| |
| |
| |
Klaas van der Geest
door Richard van Schoonderwoerd
Klaas van der Geest werd op 27 november 1903 op Schiermonnikoog geboren. Toen hij twee jaar was, werd zijn vader ernstig ziek en moest zijn moeder de kost verdienen. Al op jonge leeftijd verlangde Klaas naar de zee. Na eerst de hbs en zeevaartscholen op Schiermonnikoog en in Amsterdam te hebben doorlopen, werd hij stuurman op de grote vaart. Met de Koninklijke Rotterdamsche Lloyd en de Koninklijke Nederlandsche Scheepvaart Maatschappij bevoer hij alle wereldzeeën. Tijdens de crisis in de jaren dertig werd hij ontslagen en kwam hij in de steun terecht.

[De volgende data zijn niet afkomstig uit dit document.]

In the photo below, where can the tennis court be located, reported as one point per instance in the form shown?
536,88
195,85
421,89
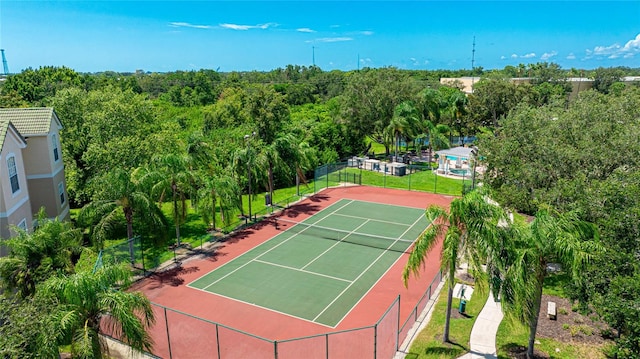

Vanaf 1937 probeerde hij in zijn levensonderhoud te voorzien met schrijven. In datzelfde jaar debuteerde hij met Eiland in de branding, een roman voor volwassenen. Zijn eerste kinderboek, De reis rond Kaap Hoorn, verscheen in 1940. Omdat hij zich niet bij de Kultuurkamer wilde aansluiten, kon hij tijdens de oorlog niet publiceren. Hij raakte betrokken bij het verzet en moest onderduiken. Van der Geest profileerde zich als links, met communistische sympathieën. Hij voelde zich midden in de arbeidersklasse staan, deed mee aan werklozenacties en zat in strijdcomités. Zijn bewondering voor de Sovjet-Unie verdween op slag nadat hij het land in 1951 had bezocht. Daarna werd hij verketterd door zijn communistische vrienden.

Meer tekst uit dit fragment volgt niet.